The Angry Birds Get Crafty
The iPhone game Angry Birds has become unbelievably popular for a casual game – it’s almost reached the ranks of casual game perfection, where titles like Bejeweled and Peggle reign.
Now it’s been turned into a crafty work of art by Brookelynn Morris, who created needle-felted versions of the iconic red bird, the demolishing yellow bird and a villainous egg-stealing pig.
The idea of needle felting was always a bit daunting for me to grasp. I find it hard to wrap my mind around the idea of how repeatedly stabbing a ball of wool roving with a needle will turn it into a perfect and firm sphere – but that’s really all there is to it.
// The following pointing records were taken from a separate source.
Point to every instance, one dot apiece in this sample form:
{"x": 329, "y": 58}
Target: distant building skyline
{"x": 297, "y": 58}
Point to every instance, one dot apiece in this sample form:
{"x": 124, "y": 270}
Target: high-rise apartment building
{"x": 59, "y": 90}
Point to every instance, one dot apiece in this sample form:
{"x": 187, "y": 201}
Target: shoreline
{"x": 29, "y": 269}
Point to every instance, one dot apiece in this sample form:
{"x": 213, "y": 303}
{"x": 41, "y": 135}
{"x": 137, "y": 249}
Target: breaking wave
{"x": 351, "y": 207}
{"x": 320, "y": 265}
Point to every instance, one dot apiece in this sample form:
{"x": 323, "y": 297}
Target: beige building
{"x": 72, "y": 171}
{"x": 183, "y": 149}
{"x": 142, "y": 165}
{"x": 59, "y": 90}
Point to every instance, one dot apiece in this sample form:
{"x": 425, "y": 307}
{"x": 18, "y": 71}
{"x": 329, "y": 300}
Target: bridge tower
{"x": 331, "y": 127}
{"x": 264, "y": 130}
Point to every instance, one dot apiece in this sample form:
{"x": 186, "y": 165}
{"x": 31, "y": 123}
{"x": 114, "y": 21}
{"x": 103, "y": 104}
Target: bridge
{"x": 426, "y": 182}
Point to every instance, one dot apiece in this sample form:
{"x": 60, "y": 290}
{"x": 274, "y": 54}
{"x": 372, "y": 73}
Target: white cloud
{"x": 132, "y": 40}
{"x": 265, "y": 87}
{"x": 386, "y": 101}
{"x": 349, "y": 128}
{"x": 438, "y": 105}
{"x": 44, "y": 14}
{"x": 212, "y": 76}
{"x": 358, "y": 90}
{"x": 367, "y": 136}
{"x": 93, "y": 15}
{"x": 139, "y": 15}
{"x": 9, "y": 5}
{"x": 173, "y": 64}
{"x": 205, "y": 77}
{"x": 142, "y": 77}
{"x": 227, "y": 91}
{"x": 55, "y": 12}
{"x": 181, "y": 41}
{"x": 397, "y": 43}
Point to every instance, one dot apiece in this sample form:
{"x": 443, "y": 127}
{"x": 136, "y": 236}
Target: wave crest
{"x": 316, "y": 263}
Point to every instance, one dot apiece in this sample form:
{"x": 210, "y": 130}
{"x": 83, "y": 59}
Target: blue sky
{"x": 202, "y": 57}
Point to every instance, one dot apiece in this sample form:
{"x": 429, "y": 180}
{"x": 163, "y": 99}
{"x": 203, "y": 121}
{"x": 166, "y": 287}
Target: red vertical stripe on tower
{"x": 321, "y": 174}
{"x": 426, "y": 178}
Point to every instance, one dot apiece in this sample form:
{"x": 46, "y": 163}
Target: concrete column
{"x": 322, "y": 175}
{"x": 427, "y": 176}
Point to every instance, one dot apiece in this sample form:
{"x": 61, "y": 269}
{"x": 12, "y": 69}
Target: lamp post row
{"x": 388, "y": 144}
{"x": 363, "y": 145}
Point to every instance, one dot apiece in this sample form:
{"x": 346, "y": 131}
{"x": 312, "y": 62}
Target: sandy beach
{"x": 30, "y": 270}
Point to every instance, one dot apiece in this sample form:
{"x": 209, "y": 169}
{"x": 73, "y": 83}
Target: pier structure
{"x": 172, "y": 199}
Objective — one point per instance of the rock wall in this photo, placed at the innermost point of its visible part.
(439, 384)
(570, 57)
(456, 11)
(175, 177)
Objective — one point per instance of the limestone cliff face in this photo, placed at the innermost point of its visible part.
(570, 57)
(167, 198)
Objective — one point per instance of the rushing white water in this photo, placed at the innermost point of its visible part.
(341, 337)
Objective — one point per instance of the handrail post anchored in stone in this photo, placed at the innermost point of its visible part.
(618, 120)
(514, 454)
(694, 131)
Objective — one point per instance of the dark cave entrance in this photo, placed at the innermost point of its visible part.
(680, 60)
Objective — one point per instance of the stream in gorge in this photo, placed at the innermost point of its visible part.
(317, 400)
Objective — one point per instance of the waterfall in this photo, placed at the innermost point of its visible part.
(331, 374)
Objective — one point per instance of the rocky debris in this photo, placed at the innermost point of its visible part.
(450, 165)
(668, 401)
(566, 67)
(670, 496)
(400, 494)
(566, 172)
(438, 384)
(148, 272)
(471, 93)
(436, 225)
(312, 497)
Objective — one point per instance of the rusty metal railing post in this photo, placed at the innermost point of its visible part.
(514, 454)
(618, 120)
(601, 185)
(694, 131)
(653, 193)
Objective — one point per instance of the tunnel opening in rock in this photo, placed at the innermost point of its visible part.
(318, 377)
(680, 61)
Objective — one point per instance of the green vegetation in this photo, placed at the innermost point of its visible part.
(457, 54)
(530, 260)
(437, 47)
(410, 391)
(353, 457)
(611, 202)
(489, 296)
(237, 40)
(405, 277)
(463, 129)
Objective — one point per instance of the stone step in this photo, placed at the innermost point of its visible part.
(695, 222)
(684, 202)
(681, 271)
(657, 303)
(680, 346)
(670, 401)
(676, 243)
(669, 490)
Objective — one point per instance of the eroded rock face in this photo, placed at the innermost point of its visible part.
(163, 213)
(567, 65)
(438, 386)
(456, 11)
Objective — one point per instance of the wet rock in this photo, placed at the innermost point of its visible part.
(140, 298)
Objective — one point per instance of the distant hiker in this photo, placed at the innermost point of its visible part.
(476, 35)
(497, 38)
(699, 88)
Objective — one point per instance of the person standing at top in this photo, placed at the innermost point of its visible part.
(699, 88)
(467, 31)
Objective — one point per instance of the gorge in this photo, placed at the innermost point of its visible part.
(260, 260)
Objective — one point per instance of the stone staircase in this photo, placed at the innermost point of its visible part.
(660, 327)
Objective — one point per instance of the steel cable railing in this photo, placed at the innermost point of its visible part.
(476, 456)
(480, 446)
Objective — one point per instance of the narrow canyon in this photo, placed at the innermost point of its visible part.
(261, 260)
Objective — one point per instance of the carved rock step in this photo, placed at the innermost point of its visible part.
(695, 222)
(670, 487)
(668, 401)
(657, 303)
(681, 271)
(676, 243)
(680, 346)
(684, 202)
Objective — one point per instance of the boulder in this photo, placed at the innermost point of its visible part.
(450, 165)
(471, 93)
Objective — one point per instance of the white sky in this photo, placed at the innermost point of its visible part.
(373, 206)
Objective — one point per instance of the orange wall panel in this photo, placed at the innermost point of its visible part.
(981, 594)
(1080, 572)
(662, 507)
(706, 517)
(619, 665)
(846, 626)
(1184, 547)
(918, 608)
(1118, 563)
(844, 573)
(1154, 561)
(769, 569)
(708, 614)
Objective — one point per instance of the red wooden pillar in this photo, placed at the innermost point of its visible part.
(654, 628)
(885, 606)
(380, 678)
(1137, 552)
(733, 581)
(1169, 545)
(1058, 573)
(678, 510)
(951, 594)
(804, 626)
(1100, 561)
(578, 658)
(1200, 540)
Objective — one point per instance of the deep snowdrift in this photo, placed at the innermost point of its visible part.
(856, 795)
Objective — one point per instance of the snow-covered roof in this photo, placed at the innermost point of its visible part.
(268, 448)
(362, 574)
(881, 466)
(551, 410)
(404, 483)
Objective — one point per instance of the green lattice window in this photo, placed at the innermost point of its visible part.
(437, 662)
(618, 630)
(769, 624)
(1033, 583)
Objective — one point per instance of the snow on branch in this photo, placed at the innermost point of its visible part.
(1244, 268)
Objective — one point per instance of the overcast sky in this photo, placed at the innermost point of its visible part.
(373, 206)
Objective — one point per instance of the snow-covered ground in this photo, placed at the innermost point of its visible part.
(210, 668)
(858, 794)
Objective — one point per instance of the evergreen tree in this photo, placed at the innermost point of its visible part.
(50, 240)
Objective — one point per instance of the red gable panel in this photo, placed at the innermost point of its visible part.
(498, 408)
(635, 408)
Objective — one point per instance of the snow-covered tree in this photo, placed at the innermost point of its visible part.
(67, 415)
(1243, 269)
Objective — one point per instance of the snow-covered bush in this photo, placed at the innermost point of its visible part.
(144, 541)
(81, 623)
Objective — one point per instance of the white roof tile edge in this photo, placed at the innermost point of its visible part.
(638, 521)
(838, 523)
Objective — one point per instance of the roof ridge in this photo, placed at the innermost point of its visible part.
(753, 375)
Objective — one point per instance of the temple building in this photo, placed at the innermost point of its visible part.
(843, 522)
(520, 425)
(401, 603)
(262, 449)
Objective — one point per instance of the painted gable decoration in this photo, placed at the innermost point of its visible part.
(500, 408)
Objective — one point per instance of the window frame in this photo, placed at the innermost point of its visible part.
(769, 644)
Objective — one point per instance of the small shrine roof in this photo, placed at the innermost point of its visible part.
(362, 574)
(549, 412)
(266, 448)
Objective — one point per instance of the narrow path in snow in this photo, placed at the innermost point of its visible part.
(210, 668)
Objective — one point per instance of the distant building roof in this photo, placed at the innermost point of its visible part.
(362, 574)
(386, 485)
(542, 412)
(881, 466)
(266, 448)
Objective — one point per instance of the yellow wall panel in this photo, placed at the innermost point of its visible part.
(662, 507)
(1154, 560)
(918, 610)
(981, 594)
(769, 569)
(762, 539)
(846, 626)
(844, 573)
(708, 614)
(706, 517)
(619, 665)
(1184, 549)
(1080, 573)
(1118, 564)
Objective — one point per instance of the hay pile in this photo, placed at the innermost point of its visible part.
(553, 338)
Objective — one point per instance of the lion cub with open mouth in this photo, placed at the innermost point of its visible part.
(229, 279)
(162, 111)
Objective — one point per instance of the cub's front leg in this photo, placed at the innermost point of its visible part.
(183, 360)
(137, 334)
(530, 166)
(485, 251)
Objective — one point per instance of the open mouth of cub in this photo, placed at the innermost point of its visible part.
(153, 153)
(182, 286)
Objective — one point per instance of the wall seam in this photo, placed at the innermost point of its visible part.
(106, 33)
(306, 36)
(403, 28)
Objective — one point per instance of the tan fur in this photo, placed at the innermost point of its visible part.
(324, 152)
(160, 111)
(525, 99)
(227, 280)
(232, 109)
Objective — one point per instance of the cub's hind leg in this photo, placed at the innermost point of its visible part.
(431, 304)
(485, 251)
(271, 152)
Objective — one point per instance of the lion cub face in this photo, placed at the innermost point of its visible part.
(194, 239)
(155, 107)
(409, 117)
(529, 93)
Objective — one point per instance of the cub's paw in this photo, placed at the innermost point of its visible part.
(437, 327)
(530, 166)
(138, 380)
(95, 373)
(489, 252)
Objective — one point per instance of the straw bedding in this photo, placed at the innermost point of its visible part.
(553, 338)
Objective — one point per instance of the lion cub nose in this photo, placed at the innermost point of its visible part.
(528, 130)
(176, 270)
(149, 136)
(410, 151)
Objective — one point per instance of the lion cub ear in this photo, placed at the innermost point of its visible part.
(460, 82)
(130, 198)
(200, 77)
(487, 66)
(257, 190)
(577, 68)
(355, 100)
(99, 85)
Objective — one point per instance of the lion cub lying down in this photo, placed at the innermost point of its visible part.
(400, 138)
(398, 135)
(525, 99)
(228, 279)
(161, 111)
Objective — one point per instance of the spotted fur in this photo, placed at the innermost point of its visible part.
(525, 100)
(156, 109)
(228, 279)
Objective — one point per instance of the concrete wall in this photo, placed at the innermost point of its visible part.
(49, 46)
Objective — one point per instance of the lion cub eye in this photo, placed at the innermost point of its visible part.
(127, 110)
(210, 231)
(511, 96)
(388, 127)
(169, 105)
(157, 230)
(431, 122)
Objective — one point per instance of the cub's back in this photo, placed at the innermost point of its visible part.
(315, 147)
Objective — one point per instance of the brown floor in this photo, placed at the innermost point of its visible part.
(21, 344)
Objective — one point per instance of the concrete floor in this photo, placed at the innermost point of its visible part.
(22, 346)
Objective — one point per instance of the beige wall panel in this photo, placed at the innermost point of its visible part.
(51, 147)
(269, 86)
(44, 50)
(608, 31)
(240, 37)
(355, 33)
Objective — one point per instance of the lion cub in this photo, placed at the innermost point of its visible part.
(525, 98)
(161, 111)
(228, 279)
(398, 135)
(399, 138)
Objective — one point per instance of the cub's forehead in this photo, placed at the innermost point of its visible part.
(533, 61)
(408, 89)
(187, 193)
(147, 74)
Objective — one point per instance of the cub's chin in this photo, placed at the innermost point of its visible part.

You simply start off with a fluffy ball of wool roving and by pressing the barbed needle into the wool evenly around the ball, the fibers get tangled up. The eyes are made out of smaller tufts of wool and again, repeatedly poked at until they’re the right shape. Ditto for the eyebrows, beak and crest.
It’s still important to get the general shape of the body part right before you begin poking it onto the body, though – for instance, the beak needs to be made out of a pinch of wool folded over to make a point. It also looks like it would be much easier to felt each component before attaching it, as you have more room to manoeuvre.
It seems that once the wool is tightly tangled, the individual pieces are no longer able to fall out, and the bird will stay intact. That’s perfect – all you need is a slingshot and you can now play Angry Birds in real life! Of course, it might be pretty hard to fling them around; they’re made of wool and wool isn’t exactly known for being weighty. You could also just use them as pincushions if you happen to be crafty in the sewing department, but that’s not nearly as exciting.
The Angry Birds have been featured in everything from bento lunchboxes to delicious (and fully playable) cake – and if you’re interested in getting to know the individual birds a bit more, this infographic will give you an idea of what they’re like.